Entropy (uniform): 2.0
Entropy (biased): 1.3567796494470397


### Section 3: Compression and Redundancy

- Compression reduces size by **removing predictable patterns**.
- If data is highly predictable → high redundancy → high compression possible.

**Entropy = Theoretical limit of compression**

For example:
- A message of 1000 bits with entropy 2.5 bits/symbol → can be compressed to ~2500 bits.

### Section 4: KL Divergence

Kullback-Leibler (KL) divergence measures the difference between two probability distributions:
\[ D_{KL}(P || Q) = \sum_x P(x) \log_2 \frac{P(x)}{Q(x)} \]

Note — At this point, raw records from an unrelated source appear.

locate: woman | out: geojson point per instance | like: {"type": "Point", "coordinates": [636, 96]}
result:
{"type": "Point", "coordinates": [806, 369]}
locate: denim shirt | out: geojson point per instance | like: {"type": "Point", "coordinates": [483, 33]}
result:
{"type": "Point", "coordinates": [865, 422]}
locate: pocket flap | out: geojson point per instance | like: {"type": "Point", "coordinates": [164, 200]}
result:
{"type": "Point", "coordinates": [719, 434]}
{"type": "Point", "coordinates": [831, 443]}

- Not symmetric: \( D_{KL}(P || Q) \neq D_{KL}(Q || P) \)
- Measures how inefficient it is to assume distribution Q when the true distribution is P.

In [None]:
def kl_divergence(p, q):
    p = np.array(p)
    q = np.array(q)
    mask = (p > 0) & (q > 0)
    return np.sum(p[mask] * np.log2(p[mask] / q[mask]))

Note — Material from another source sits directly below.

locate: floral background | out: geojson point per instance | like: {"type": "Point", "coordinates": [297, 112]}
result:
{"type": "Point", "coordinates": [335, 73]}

# P is true distribution, Q is approximation
P = [0.7, 0.1, 0.1, 0.1]
Q = [0.25, 0.25, 0.25, 0.25]
print("KL Divergence D(P || Q):", kl_divergence(P, Q))

###  Summary

| Concept       | Meaning                                      |
|---------------|----------------------------------------------|
| Bit           | Unit of information (answer to Yes/No)       |
| Entropy       | Average uncertainty in a distribution         |
| Compression   | Reducing data size by removing redundancy     |
| KL Divergence | Difference between two distributions          |

Information theory tells us **how much data we need to encode uncertainty** — this is fundamental to compression, learning, and even language models.